The Iranians are not stupid. I’m sure they are studying the history of the past six decades, and of the Indian and Pakistani bombs, to see what nuclear weapons are good for—“defense and deterrence” and what they are not—actual use.

DETERRENCE AND TERRORISTS | I don’t know if deterrence fits somehow into their metaphysics, but terrorist groups are not likely to have much physical competence. Aum Shinrikyo did a lousy job of trying to poison people in the subway. They don’t strike me as the kind of people who could put together a nuclear weapon if they had the fissile material. They might not be able to recognize if fissile material bought on the black market was really any good.

Most terrorist groups would have a hard time finding people who actually have the technical competence in making a bomb who would be willing to devote themselves to doing so—going off into seclusion, leaving their jobs and families for long periods and risk, in the end, being vilified as the bomb builder.

It is simply too hard to recruit topflight scientists, engineers and machinists needed to do the job. And if they were able to do that, they would have put together an intellectual team that would have a hard time submitting to terrorist goals. Once such a group managed to put together a bomb, they would likely find it too precious to use and instead try to leverage influence from its threatened use.

THE US BUNKER BUSTER | The US government ought to recognize the taboo is in its favor and not try to develop a new generation of weapons with the aim of making them somehow useful on the battlefield. I’m afraid a lot of people in the Pentagon think, “We are so rich in nuclear weapons, it is a shame not to use them.” They should learn we are so rich in people and infrastructure that we will risk losing that if we encourage others, by our own example, to look positively on the use of nuclear weapons.

That is why, among other things, it is important to get the US Senate to ratify the Comprehensive Test Ban Treaty—not because testing is important, but because that treaty is a pillar of the taboo, another nail in the coffin of the idea of weapons use. The US, above all, should never say nuclear weapons should be used preemptively.

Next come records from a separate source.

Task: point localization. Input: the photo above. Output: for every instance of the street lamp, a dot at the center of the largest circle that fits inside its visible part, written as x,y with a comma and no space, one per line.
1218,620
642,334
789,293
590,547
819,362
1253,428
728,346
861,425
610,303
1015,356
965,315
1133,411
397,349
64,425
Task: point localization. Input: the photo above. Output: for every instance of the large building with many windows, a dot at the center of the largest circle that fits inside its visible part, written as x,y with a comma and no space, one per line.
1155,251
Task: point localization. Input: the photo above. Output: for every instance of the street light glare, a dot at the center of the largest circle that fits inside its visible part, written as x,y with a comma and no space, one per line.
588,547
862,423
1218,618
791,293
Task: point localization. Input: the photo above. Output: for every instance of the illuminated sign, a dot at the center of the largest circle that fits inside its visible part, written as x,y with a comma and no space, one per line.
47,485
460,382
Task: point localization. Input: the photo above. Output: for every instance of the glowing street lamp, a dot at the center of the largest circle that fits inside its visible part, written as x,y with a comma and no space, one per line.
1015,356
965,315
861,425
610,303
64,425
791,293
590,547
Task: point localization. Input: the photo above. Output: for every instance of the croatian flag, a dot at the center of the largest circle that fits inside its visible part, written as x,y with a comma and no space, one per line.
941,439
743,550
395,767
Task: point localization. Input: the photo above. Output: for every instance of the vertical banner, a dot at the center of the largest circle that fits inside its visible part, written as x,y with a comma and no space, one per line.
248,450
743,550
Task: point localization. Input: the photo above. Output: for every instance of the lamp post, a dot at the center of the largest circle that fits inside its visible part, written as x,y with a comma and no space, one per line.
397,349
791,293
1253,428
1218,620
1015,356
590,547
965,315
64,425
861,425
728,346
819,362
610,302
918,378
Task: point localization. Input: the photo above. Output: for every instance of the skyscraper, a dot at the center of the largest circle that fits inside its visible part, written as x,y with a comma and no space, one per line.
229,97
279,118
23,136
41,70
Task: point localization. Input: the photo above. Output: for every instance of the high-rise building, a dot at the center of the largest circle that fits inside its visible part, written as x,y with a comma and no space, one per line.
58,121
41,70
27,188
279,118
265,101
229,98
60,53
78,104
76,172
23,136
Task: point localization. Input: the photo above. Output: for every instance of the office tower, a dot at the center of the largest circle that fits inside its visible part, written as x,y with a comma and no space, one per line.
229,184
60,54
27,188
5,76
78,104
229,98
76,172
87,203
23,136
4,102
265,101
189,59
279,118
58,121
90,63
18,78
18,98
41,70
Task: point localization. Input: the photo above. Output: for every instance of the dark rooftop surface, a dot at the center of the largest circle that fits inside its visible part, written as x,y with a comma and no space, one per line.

NUCLEAR APARTHEID | I don’t think the US has a convincing argument against this Iranian charge of nuclear apartheid—especially since we’ve been allies of Israel for many decades knowing it has nuclear weapons. Although the Iranians should recognize clearly the limits on Israel—even when it had the perfect target for tactical nuclear weapons with Egyptian troops as sitting ducks out in the Sinai desert in 1973, Golda Meir didn’t use them.

I don’t know if there is any way to stop the Iranians from acquiring nuclear weapons. If they do, we should try to persuade them to declare—as the Indians and Pakistanis have done—that they are for deterrence and defense, not for offensive use.

Further, we should assist the Iranians in making sure custody of their weapons is secure in any time of disruption. In the case of a riot in the streets, will the weapons be safe? Who might grab them in case of civil war?

It is important for the Iranians to understand—and have access to—technology like we have in the US that disables bombs if they get into the wrong hands. US weapons, for example, have “permissive action links”—a radio signal code that arms weapons but that will also automatically disarm them if launched at an unauthorized target.

This will be a big dilemma for the US. If the Iranians get weapons, will we be willing to share the technology to ensure the security of their use? That is where the debate is heading.